Small claims court does not and cannot settle issues of Constitutional rights... only tort issues between two parties.

I think it would be great fun to see as many affected people as possible submit claims and then go to court. Keep in mind, though, that your best outcome would be the cost of the receiver (likely without DROS or any other fees, and no reimbursement for time or travel), as another poster pointed out. Further, they could just ignore judgements against them... there isn't much a small-claims court judge can do against a state agency. Or they could appeal such judgements... go to Superior court asking for all similar small-claims issues to be consolidated into one class-action suit in a venue where the money isn't the only issue... they can start to argue sovereign immunity, claim that they're acting within the scope of their charter, etc.

Like I said, it would be fun, but there's very little chance of a positive outcome.

TonyNorCal
03-03-2006, 9:02 PM
Thanks guys.

Let me make myself clear.

I see this option not necessarily as unfolding in such a way that a judge orders their return and you prevail in court. (Although that's possible.)

I see this more as a means by which to exert pressure on the DOJ. Pressure from multiple fronts may facillitate the return of the lowers. At least that's my take. Then again, it may not...but it's important to remain optimistic and be proactive.

So...as this approach goes it appears there is basically a two step process...

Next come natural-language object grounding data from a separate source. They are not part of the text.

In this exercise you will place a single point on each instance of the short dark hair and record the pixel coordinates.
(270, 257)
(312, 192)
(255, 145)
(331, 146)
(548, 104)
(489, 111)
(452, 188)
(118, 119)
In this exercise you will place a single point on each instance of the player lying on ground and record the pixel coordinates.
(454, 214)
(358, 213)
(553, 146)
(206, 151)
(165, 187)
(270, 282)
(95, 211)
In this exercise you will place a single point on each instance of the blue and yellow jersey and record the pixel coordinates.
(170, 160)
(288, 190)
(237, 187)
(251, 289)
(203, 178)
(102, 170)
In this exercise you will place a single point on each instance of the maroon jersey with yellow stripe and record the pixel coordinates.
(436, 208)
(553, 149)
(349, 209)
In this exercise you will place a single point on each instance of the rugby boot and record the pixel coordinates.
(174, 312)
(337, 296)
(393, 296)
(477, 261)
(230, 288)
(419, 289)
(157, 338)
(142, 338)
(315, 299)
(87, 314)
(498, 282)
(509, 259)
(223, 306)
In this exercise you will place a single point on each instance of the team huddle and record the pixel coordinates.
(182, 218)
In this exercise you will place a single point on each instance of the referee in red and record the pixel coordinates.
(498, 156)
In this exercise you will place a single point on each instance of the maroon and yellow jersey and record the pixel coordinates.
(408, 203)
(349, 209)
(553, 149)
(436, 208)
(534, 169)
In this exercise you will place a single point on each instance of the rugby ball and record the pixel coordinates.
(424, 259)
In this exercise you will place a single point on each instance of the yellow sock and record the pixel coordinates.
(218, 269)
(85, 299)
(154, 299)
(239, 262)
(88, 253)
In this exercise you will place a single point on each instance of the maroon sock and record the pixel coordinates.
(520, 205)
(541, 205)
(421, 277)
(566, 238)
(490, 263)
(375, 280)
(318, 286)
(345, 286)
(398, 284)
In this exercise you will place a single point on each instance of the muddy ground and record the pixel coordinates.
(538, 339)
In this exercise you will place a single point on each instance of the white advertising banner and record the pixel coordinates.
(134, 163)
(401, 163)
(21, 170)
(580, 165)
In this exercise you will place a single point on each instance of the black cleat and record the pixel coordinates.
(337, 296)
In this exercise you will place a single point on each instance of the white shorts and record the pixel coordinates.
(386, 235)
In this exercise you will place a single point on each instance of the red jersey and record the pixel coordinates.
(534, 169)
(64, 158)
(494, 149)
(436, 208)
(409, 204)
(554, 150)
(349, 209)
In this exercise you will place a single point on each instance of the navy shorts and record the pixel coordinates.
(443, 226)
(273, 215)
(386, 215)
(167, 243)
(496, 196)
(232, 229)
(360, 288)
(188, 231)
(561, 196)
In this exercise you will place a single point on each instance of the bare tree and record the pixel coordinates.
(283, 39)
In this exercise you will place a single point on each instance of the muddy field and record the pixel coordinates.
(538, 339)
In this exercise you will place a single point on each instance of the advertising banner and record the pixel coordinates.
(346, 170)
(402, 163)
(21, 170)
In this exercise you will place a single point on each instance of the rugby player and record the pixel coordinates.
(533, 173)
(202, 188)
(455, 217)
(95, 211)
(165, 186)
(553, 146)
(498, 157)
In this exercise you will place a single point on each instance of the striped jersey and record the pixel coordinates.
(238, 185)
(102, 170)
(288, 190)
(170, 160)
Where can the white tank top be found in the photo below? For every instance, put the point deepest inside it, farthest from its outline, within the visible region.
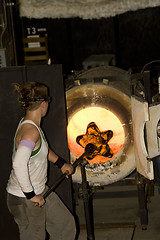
(37, 166)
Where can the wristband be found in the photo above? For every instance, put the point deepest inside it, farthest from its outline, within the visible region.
(29, 195)
(60, 162)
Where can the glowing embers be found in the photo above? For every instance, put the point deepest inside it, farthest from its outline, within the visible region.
(98, 126)
(99, 141)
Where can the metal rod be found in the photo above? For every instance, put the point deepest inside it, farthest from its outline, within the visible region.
(87, 205)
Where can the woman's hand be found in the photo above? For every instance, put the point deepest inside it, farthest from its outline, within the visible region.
(38, 200)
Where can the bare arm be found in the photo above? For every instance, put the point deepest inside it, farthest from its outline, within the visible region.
(27, 135)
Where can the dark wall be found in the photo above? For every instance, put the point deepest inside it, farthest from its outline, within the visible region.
(54, 126)
(132, 36)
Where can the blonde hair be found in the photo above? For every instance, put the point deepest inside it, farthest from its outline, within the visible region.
(31, 94)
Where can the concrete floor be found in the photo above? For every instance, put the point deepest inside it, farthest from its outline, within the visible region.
(118, 217)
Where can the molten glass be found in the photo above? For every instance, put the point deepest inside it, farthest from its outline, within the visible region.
(98, 126)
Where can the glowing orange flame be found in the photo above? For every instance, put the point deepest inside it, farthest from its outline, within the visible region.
(105, 120)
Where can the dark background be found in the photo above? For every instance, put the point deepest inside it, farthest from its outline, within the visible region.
(133, 37)
(54, 126)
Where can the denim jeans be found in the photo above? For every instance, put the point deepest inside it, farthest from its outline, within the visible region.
(33, 222)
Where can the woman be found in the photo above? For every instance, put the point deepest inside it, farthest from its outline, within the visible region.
(28, 177)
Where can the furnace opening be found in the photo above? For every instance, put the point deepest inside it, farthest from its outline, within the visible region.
(98, 126)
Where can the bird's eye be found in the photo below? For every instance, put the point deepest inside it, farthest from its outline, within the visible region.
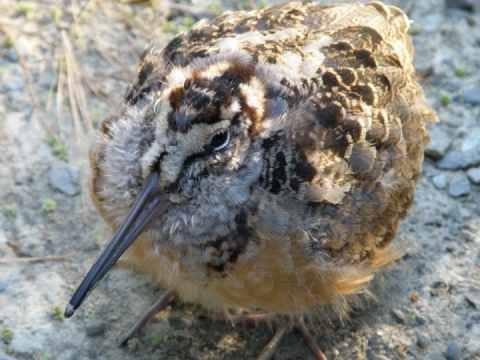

1.) File that claim form. I can't imagine why everyone wouldn't do this. It's free, takes very little time, and initiates an official bureaucratic action. Sometimes the best way to contend with a bureaocracy is to use their own rules/regulations against them. The claim form doesn't obligate you to go to small claims court and I can't see any downside. It creates work for the DOJ and is another means by which to apply pressure. 100+ forms submitted, all for the same batch of lowers...well, seems like it can't hurt and might do some good.

2.) Assuming step 1 gets denied (and if it does you've at least made them work) there appears to be the small claims option. Now, filing in small claims court is 20-30 dollars + paying to have someone served. It's hardly cost prohibitive. Now, is the DOJ going to represent themselves physically? I doubt it. Would they write the judge for a change of venue? Maybe. Does filing a in small claims court create additional pressure and work for the DOJ? Absolutely.

In my mind this approach is less about what a particular judge might do or how the DOJ reacts. It's more about the application of pressure by multiple individuals, all determined to have their lawful purchased property released.

Seems like it's an avenue of attack that involves little in the way of financial resources and time on your part. So, might as well hit them from this front in addition to the other underway. It's a way to let them know that you the citzenry is determined and unwilling to let this issue go.

glen avon
03-04-2006, 10:36 AM
Thanks guys.

I see this option not necessarily as unfolding in such a way that a judge orders their return and you prevail in court. (Although that's possible.)

no, small claims courts cannot order their return. only money damages. you have to go through superior court for injunctive relief. there is an economic litigation provision, so it's supposed to faster and cheaper than a regular civil case, but it's still the big leagues.